For the data on number of hours worked each week, the number of hours was reported in bands. I took the mid-point of each band and calculated the weighted average number of hours worked per worker. For the extremely hard workers who work 65 or more hours per week, I assumed that the midpoint of this band was 72.5 hours. This is arbitrary, but unimportant as only a small percentage of the population works such long hours.

The weighted average number of hours worked per week was 47.47 in 2000 and 48.22 in 2005. Data is unavailable from Census 2010. But the two data points suggest an increase over time.

So, not only has MHI lagged GDPC, when adjusted for number of workers in each household and number of hours worked each week, the picture looks even worse.

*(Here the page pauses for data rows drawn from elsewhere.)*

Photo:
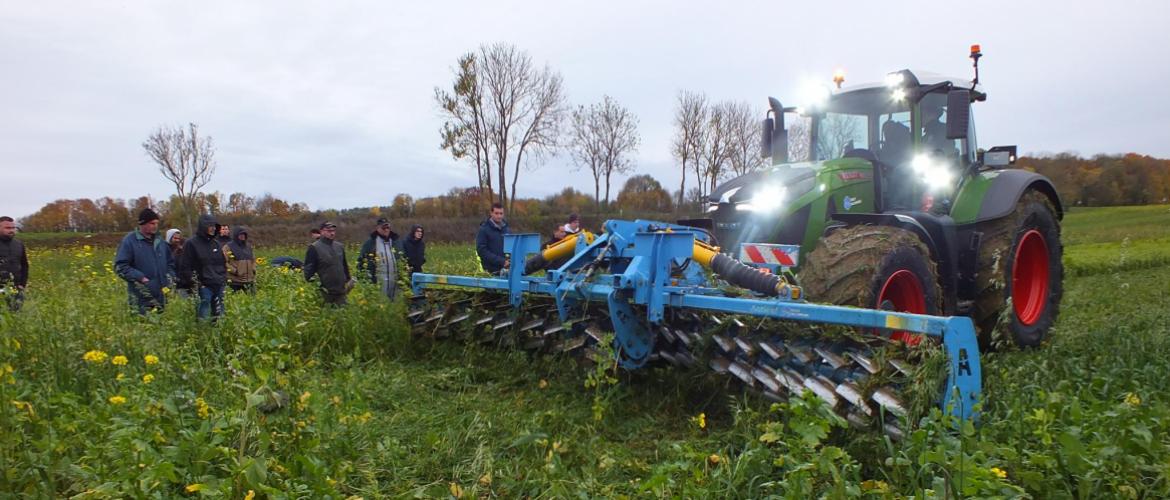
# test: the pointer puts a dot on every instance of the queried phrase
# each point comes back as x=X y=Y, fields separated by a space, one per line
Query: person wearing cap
x=144 y=261
x=378 y=260
x=325 y=261
x=241 y=264
x=575 y=225
x=13 y=265
x=202 y=262
x=489 y=241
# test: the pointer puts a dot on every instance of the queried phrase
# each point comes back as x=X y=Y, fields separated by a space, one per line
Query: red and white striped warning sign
x=786 y=255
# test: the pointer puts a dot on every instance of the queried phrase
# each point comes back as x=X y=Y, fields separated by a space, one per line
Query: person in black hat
x=378 y=259
x=575 y=224
x=325 y=261
x=202 y=261
x=13 y=265
x=144 y=260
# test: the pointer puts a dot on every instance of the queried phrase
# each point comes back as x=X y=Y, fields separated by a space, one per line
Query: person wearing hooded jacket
x=240 y=261
x=202 y=258
x=377 y=259
x=415 y=248
x=144 y=261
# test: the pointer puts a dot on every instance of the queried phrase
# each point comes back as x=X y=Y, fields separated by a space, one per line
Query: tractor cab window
x=934 y=141
x=896 y=138
x=838 y=132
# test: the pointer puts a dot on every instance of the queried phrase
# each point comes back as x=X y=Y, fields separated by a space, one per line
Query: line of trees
x=714 y=141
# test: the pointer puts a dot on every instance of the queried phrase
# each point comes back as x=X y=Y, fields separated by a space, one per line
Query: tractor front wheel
x=876 y=267
x=1019 y=261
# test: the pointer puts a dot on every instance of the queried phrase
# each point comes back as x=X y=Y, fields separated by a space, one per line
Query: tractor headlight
x=765 y=199
x=937 y=176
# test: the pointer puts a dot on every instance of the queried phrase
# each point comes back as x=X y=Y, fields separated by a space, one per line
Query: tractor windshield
x=862 y=120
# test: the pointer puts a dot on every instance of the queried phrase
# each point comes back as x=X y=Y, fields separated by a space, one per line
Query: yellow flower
x=201 y=409
x=95 y=356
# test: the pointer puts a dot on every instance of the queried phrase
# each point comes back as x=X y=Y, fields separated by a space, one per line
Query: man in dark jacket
x=13 y=265
x=325 y=260
x=202 y=258
x=415 y=250
x=377 y=260
x=144 y=260
x=241 y=264
x=489 y=241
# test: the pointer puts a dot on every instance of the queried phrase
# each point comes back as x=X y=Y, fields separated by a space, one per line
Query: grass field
x=98 y=403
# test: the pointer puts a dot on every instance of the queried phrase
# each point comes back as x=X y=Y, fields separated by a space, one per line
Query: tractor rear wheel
x=876 y=267
x=1019 y=260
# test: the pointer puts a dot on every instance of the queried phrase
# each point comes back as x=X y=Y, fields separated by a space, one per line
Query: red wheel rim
x=903 y=290
x=1030 y=278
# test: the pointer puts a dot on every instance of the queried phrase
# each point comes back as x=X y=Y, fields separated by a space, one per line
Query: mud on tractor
x=859 y=273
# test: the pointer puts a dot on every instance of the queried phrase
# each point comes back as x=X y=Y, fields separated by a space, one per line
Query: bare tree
x=603 y=137
x=689 y=120
x=186 y=159
x=716 y=146
x=501 y=103
x=465 y=132
x=744 y=155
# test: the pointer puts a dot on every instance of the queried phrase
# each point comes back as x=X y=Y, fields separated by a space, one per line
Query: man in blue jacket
x=489 y=241
x=144 y=260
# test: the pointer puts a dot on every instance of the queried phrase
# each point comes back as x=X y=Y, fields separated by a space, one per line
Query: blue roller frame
x=642 y=262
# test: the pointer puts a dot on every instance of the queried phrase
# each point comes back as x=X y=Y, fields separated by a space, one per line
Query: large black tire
x=1020 y=238
x=858 y=266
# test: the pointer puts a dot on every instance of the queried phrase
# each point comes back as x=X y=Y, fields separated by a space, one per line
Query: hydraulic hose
x=741 y=275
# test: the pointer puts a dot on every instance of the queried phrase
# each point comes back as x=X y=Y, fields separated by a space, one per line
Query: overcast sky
x=330 y=103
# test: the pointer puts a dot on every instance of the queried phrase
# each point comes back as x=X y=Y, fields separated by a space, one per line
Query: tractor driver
x=934 y=130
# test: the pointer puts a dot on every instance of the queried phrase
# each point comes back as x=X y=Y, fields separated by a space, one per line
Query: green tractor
x=881 y=198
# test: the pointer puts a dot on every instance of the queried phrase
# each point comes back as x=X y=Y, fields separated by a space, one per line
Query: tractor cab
x=915 y=129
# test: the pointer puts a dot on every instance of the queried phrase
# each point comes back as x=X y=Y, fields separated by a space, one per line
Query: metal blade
x=720 y=364
x=831 y=357
x=743 y=372
x=724 y=343
x=886 y=398
x=821 y=390
x=851 y=394
x=864 y=361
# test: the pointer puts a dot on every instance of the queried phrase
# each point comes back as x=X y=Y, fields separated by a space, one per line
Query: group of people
x=218 y=258
x=215 y=259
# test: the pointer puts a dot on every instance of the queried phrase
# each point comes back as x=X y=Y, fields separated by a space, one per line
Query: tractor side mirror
x=958 y=114
x=765 y=138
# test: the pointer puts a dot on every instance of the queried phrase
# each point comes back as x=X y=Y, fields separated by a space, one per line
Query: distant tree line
x=1103 y=179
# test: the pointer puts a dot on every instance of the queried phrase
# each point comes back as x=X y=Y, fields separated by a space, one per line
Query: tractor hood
x=773 y=186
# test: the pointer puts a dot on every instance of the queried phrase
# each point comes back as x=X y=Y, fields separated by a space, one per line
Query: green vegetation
x=284 y=398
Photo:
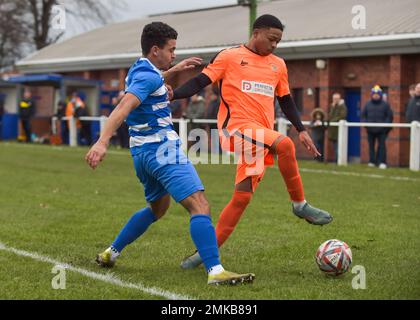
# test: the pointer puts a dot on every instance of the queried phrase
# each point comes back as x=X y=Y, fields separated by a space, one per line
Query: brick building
x=350 y=60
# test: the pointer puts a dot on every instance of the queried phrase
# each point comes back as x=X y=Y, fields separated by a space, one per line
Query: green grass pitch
x=53 y=205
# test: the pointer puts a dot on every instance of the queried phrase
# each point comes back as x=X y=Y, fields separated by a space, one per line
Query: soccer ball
x=333 y=257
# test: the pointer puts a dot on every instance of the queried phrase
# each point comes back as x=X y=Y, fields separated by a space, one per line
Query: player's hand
x=170 y=92
x=306 y=140
x=187 y=64
x=96 y=154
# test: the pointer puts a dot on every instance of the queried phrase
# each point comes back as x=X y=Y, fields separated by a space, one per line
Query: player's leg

But again, let's press on further.

One of the effects of the surge in housing prices, lacklustre growth in MHI and burgeoning income inequality is that people have increasingly moved to the outskirts of the island. Think Sengkang and Punggol where new flats have been built in the last 10 years. How have travel times to work changed?

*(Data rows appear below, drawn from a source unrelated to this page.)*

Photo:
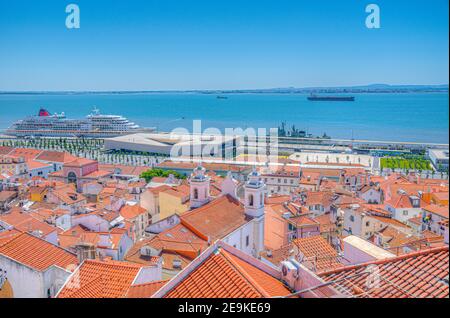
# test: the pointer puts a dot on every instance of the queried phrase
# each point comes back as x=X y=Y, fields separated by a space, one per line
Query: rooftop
x=36 y=253
x=223 y=274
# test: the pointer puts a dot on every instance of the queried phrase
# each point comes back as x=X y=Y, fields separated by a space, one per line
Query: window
x=72 y=177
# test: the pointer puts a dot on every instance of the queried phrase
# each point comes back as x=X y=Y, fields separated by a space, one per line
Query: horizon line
x=362 y=86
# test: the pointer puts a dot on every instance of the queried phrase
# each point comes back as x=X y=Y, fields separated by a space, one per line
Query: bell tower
x=254 y=195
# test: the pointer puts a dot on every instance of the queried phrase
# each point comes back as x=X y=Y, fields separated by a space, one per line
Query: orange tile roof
x=97 y=174
x=36 y=253
x=132 y=211
x=5 y=150
x=178 y=242
x=26 y=222
x=323 y=198
x=79 y=162
x=402 y=201
x=32 y=164
x=145 y=290
x=317 y=253
x=224 y=275
x=157 y=190
x=436 y=209
x=418 y=274
x=100 y=279
x=56 y=156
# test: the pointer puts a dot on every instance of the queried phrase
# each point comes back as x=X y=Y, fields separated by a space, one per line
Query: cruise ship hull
x=94 y=125
x=78 y=134
x=332 y=98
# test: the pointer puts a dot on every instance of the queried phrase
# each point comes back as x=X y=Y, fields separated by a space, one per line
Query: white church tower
x=254 y=195
x=229 y=186
x=254 y=208
x=199 y=187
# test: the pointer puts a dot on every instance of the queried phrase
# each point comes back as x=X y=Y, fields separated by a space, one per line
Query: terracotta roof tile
x=145 y=290
x=417 y=274
x=318 y=254
x=224 y=275
x=100 y=279
x=217 y=218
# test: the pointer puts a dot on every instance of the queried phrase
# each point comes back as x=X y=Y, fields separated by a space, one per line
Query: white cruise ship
x=95 y=125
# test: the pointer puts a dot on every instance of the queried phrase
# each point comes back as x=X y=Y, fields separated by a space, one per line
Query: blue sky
x=218 y=44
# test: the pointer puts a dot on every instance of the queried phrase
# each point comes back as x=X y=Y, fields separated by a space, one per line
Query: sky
x=220 y=44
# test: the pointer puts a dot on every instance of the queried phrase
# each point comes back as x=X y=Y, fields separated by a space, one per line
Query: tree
x=150 y=174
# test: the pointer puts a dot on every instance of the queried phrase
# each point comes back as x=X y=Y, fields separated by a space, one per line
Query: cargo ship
x=94 y=125
x=331 y=98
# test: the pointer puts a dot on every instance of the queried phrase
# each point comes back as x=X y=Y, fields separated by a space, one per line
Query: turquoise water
x=399 y=117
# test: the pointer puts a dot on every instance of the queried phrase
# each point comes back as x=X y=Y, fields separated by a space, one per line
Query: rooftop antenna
x=95 y=110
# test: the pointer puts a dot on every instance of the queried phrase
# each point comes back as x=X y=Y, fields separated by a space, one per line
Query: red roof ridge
x=213 y=203
x=386 y=260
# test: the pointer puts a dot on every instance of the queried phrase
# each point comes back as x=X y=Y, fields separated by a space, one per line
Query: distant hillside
x=372 y=88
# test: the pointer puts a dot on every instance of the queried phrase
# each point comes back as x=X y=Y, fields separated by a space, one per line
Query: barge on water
x=331 y=98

Data on travel times to work is available for 2005 and 2010, but not for 2000.

Using the same methodology as above, I calculated a weighted average travelling time to work. For the extreme band of people who take more than 1 hour to get to work, I assumed a midpoint of 75 minutes. Note that in 2005, 5.09% of workers took more than 1 hour to get to work, while in 2010, 6.19% of workers fell into that group.

The weighted average travelling time was 30.33 minutes in 2005 and 31.81 minutes in 2010. Again, the Singapore worker is worse off.

I think I've made my case: The PAP has sucked at its job in improving the lot of Singaporeans as measured by MHI relative to GDP growth over the last 10 years.

I wish I had the data on annual remuneration for cabinet ministers over the last 10 years. That data I am confident will keep pace with GDP growth.


Chieh Schen Teng said...

hallo, I have also been wondering where the productivity goes? may be you can think about this?

mjuse said...

i have not searched for statistics on this, but i can hazard a guess.

the bulk of the productivity benefits have accrued to corporations and the government (in the form of tax receipts).

it is well known that consumption as a share of GDP in singapore is among the lowest in the world, second only to china i believe.

this is a conscious policy on the part of the government to drive down wages, give corporate incentives and increase investment for economic growth.

in addition, i am also skeptical about the productivity growth. if adjusted for working hours (particularly unofficial overtime), our productivity may have lagged over the years rather than grown.

Fox said...


I think productivity is defined in terms of output per unit time of labour. So, if Singaporeans are working more hours, it does not lead to higher productivity.